This morning, our Education Ambassador group met with two leaders in climate change work in Minnesota: Rep. Melissa Hortman and former MN state Senator Ellen Anderson, who spoke of Minnesota’s legislative history around renewable energy. It was exciting to hear Rep. Hortman talk about Obama’s work around energy, including:
- In 2009, the bailout deal for automakers included improving fuel economy standards, setting a goal of 54.5 mpg by 2025 for new cars.
- In 2013, Obama’s unveiled a 75-point Climate Action Plan in an address at Georgetown.
- In 2015, China and the US reached a bilateral agreement on climate policy, with China agreeing to peak its emissions and the US pledging to cut emissions 26% by 2030.

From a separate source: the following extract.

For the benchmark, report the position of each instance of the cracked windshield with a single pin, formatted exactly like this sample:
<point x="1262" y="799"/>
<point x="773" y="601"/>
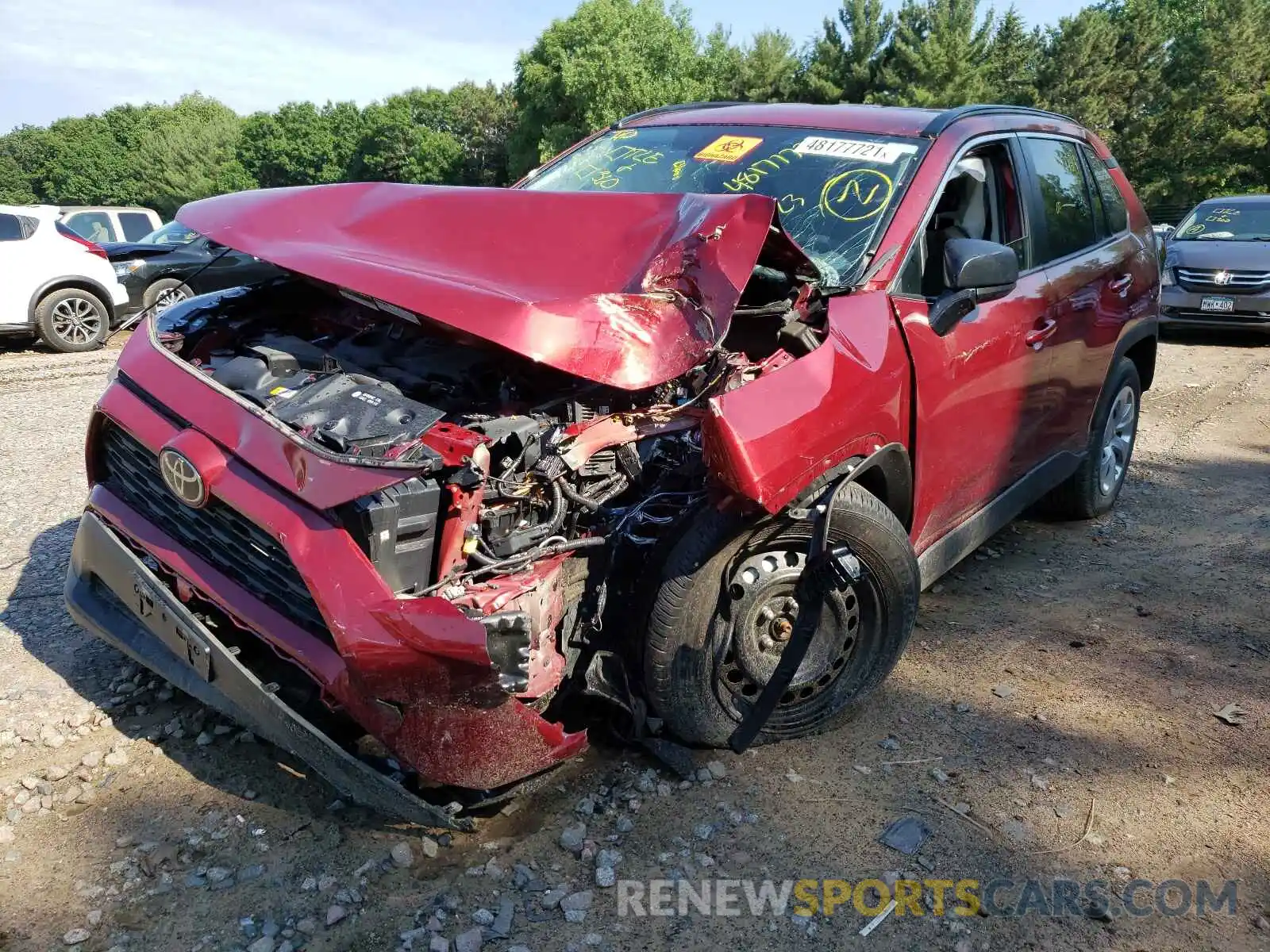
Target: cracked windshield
<point x="833" y="190"/>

Ellen Anderson, who directs the Energy Transition Lab at the U of M and acts as energy advisor for Governor Dayton, outlined her work on solar energy in the U.S. Her recent work includes writing solar proposals for U.S. universities. She wants to demonstrate that solar and other renewable energy systems are viable and can function in a way that brings economic prosperity. On climate change, she noted that the most vulnerable countries are also some of the poorest, with low-lying islands facing some of the highest risks. For these countries, energy is not the top priority at COP21; survival is.
In the afternoon, our group went to a UNESCO event with actor and environmental activist Robert Redford and a panel of indigenous leaders from Papua New Guinea, Indonesia and the Marshall Islands. Each speaker focused on storytelling to convey the urgency for action on climate change. The Papua New Guinea leader stated, “Drinking water is scarce. Now we have difficulty to live. That’s what I want to tell you.” He showed a brief movie about his island, how people live, and the deforestation that threatens their way of life.
The speaker from the Marshall Islands, Kathy Jetnil-Kijiner, talked about her homeland as being the ground zero of climate change. She is pushing for the Paris agreement to recognize a goal of limiting warming to 1.5 degrees Celsius versus the more popular 2 degrees. She stated, “At 2 degrees, my island is underwater.”